Du reste, ce que d'autres pensent est-il toujours vraiment pertinent et utile? Revenir à l'essentiel, penser à soi n'est nullement de l'égoïsme qui est souvent confondu avec l'égocentrisme, faire preuve de générosité envers soi-même, s'aimer permet une ouverture différente au monde qui nous entoure, et bien souvent d'être un bon aidant (les animaux de compagnie sont de bons aidants).
Comme le dit Cathy, nous avons l'impression que le monde continue sa vie autour de nous et que l'on reste sur le quai.
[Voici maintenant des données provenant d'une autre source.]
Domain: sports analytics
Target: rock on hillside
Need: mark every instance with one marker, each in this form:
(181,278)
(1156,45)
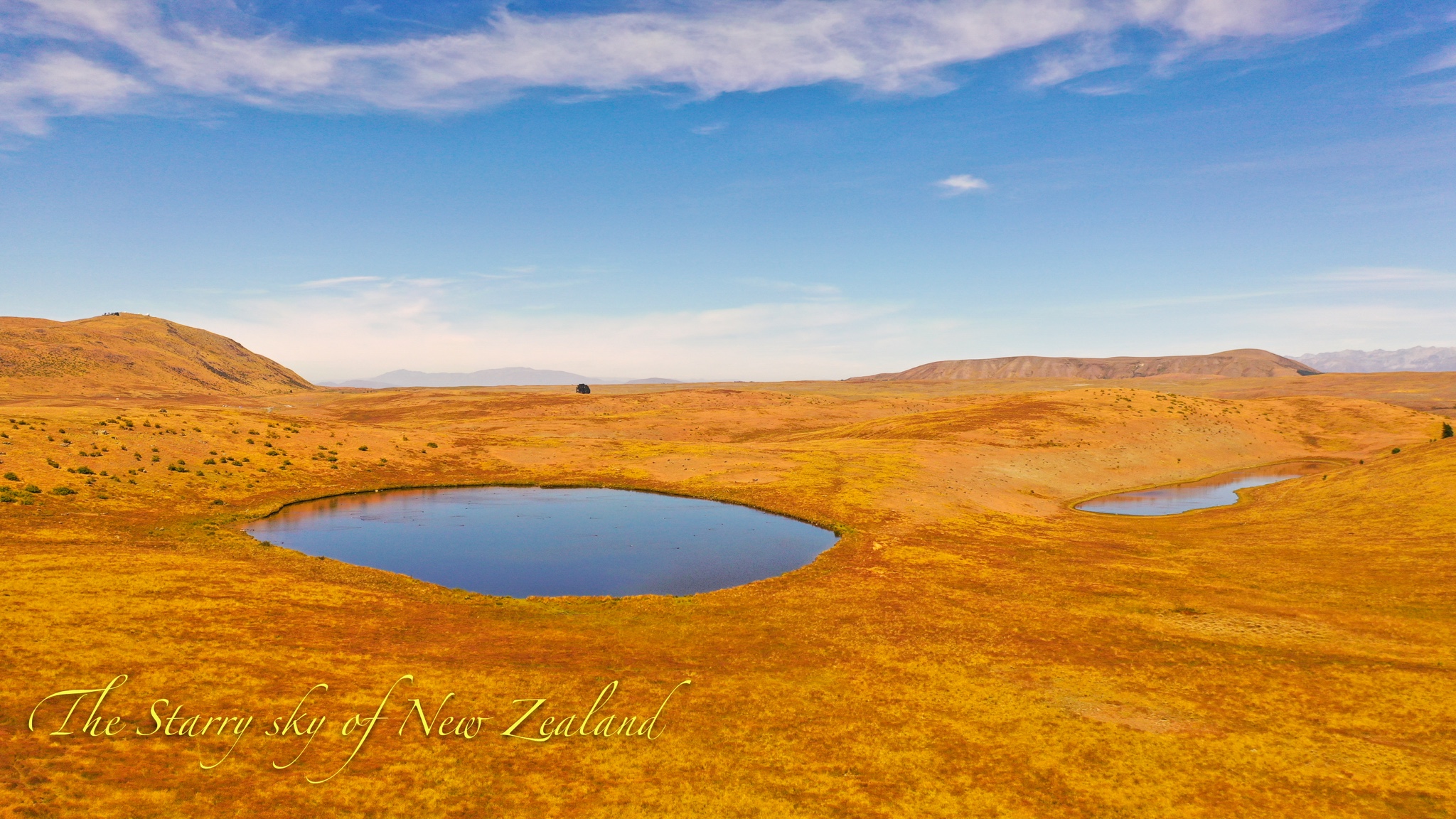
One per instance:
(1232,363)
(132,355)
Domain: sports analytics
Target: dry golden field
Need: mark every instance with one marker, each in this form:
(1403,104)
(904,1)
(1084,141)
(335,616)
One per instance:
(972,648)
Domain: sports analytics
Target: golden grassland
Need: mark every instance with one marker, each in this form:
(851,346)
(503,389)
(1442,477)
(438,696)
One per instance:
(972,648)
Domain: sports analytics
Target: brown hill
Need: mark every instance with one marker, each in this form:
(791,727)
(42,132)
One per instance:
(132,355)
(1231,363)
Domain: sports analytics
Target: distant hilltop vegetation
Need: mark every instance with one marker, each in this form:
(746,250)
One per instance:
(1408,360)
(1232,363)
(132,355)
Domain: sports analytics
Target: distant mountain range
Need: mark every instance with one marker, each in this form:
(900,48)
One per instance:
(500,376)
(1231,363)
(1411,359)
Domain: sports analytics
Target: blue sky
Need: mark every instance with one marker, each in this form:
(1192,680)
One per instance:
(769,190)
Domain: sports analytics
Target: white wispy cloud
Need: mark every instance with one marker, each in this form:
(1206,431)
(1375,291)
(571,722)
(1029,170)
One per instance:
(961,184)
(340,280)
(700,46)
(60,85)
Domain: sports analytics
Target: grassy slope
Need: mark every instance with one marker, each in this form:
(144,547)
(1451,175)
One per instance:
(972,648)
(132,355)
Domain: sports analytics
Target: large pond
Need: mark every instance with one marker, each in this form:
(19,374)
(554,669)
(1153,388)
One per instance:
(529,541)
(1219,490)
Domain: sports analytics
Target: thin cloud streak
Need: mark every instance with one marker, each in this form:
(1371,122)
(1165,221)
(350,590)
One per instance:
(707,48)
(961,184)
(368,331)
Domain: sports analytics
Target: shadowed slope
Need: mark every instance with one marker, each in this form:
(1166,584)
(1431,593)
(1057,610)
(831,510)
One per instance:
(132,355)
(1232,363)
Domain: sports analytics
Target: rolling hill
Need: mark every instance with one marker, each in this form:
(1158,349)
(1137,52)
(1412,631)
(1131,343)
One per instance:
(132,355)
(1232,363)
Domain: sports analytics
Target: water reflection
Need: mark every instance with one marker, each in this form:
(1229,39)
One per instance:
(1218,490)
(529,541)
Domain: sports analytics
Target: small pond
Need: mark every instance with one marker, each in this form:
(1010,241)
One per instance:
(550,542)
(1219,490)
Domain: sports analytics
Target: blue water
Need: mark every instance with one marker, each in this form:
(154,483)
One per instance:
(550,542)
(1219,490)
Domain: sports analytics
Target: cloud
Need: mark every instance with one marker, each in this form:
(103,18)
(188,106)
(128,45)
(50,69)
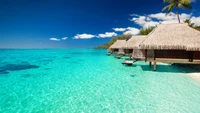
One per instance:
(84,36)
(64,38)
(132,31)
(54,39)
(157,18)
(119,29)
(107,34)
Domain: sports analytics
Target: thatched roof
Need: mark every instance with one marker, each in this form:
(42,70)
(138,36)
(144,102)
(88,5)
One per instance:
(134,42)
(118,44)
(173,36)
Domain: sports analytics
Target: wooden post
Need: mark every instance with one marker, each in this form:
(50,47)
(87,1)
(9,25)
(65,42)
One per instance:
(149,64)
(145,55)
(192,56)
(154,66)
(154,51)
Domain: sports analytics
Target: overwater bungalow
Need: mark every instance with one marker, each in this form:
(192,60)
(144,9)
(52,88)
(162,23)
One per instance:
(174,43)
(131,48)
(116,48)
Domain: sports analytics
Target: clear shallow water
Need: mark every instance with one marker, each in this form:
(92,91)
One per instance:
(86,80)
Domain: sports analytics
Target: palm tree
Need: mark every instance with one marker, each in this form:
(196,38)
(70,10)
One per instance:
(177,3)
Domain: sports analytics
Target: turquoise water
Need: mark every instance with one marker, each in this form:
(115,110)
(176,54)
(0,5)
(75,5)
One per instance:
(86,80)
C'est en partie vrai, car un décès fige la situation pour un temps plus ou moins long, de plus le temps social n'est pas celui du deuil. A cela Michèle répond "Moi je crois maintenant que l'on est encore dans le bateau, peut-être à la salle des machines à tenter de tout remettre en ordre pour revenir profiter du pont quand cela ira mieux ? Auquel je me permet d'ajouter qu'une fois sur le pont sur un transat au soleil, petit à petit les meilleurs souvenirs remonteront en surface, et l'on pourra retrouver le sourire!
Enfin, pour avoir abordé le sujet du deuil (et la prévention du suicide) avec mon médecin traitant, ce dernier m'a exprimé le manque de sensibilisation (et donc leur méconnaissance du processus de deuil) à ces sujets dans leur cursus de formation (mais cela tend à s'améliorer). Ce qui explique leur embarras et leur empressement à soulager les manifestations du deuil par des neuroleptiques au risque de bloquer ou différer son processus, sauf bien-sûr si la situation est justifiée médicalement.
Voilà, j'espère malgré tout une bonne fin d'année à tous.